Brant-X provides a concrete implementation of cross-modal alignment for physiological signals. Using a pre-trained EEG foundation model as the anchor, it aligns other biosignals (ECG, EMG, eye movements, etc.) via a two-level semantic alignment framework:

  1. Sample-level alignment - paired windows of different modalities recorded simultaneously are aligned to produce similar representations.
  2. Semantic-level alignment - windows labelled with the same cognitive state (even if not simultaneously recorded) are aligned across modalities.

This two-level approach addresses the scarcity of simultaneously collected paired data by also using separately labelled datasets for alignment.

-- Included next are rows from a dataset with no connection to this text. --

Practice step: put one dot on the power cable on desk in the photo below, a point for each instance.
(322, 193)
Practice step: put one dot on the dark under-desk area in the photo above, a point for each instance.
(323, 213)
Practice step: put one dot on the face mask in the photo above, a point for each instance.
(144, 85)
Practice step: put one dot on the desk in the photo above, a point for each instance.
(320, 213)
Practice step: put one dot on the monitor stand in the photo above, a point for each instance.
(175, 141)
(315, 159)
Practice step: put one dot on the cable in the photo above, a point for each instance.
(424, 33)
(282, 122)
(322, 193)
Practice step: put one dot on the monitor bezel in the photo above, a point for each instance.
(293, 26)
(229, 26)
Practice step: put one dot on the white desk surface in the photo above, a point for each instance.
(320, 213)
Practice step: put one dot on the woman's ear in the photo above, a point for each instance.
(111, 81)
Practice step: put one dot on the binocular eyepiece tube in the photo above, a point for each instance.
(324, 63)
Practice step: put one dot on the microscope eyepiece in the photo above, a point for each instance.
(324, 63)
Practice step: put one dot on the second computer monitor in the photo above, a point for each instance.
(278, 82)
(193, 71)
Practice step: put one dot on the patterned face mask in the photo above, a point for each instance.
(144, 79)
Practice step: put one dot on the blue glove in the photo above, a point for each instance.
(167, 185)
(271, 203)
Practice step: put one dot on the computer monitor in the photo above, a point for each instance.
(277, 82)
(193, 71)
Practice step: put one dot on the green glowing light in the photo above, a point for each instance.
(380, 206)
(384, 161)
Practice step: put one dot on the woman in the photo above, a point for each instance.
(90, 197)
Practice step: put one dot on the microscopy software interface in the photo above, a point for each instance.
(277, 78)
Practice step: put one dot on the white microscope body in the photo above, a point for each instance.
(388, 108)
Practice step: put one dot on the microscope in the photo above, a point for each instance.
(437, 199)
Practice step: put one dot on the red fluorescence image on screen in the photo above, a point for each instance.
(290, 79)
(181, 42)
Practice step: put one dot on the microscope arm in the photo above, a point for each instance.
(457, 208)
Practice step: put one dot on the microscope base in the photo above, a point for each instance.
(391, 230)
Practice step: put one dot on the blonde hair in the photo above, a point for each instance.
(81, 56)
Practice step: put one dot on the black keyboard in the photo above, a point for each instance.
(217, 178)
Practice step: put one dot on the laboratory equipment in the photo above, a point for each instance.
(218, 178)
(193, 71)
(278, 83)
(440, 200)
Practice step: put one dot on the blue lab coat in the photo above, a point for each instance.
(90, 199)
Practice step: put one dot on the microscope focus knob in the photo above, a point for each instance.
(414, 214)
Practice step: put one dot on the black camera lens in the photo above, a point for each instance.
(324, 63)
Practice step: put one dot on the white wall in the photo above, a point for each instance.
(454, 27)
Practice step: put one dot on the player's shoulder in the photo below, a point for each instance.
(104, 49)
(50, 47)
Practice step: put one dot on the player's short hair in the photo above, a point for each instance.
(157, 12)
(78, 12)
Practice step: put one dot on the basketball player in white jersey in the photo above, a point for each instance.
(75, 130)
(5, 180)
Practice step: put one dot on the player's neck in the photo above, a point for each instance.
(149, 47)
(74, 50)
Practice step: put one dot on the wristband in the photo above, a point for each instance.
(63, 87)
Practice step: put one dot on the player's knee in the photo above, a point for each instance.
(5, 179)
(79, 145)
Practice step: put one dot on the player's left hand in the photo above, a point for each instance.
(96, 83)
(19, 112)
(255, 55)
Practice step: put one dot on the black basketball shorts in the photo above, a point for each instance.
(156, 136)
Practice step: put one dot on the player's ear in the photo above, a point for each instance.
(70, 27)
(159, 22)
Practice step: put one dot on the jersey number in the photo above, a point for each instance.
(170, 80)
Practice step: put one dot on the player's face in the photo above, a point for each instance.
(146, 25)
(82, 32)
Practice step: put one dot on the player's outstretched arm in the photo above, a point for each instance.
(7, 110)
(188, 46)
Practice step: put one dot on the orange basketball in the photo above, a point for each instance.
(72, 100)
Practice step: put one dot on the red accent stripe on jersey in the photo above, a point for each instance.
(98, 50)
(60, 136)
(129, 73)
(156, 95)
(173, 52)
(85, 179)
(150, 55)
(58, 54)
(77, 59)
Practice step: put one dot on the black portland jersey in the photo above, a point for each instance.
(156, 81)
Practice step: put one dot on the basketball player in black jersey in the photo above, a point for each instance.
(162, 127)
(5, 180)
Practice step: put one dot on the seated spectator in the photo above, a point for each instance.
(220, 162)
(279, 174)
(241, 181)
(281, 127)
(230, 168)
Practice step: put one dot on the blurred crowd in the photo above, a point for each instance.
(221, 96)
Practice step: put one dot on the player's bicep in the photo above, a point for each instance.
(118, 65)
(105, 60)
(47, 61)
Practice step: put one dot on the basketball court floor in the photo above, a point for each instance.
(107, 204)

Downstream tasks where Brant-X demonstrated cross-modal transfer:

  • Sleep stage classification
  • Emotion recognition
  • Freezing of gait detection
  • Eye movement-based communication
  • Arrhythmia detection (ECG)

Contrastive Cross-Modal Objectives

For any pair of modalities \((m_1, m_2)\), contrastive alignment minimises the distance between representations of matched pairs and maximises distance between unmatched pairs:

\[\mathcal{L}_{\text{align}} = -\log \frac{\exp(\text{sim}(\mathbf{z}_{m_1}^{(i)}, \mathbf{z}_{m_2}^{(i)}) / \tau)}{\sum_{j} \exp(\text{sim}(\mathbf{z}_{m_1}^{(i)}, \mathbf{z}_{m_2}^{(j)}) / \tau)}\]

where \(\text{sim}(\cdot, \cdot)\) is cosine similarity and \(\tau\) is a temperature hyperparameter. This is the InfoNCE / NT-Xent contrastive loss used in CLIP and SimCLR, adapted to physiological modality pairs.

Missing Modality Handling

At test time, one or more modalities may be unavailable. Strategies:

Strategy Description Limitation
Zero imputation Set missing modality embedding to zero May shift decision boundary
Mean imputation Replace with training-set mean embedding Assumes mean is a plausible representation
Cross-modal reconstruction Predict the missing modality's embedding from available modalities Requires reconstruction head per modality pair
Learned masking Train with randomly masked modalities; model learns to use available subset Most general; requires training with masking

The approach in Jiang et al. (2025) trains with random modality masking during pre-training, making the decoder robust to any missing subset at inference.

Relationship to Underrepresented Modalities

When a modality has insufficient data for independent pre-training, cross-modal alignment from EEG to that modality bootstraps a useful encoder without requiring a separate large pre-training corpus. See Underrepresented Modalities.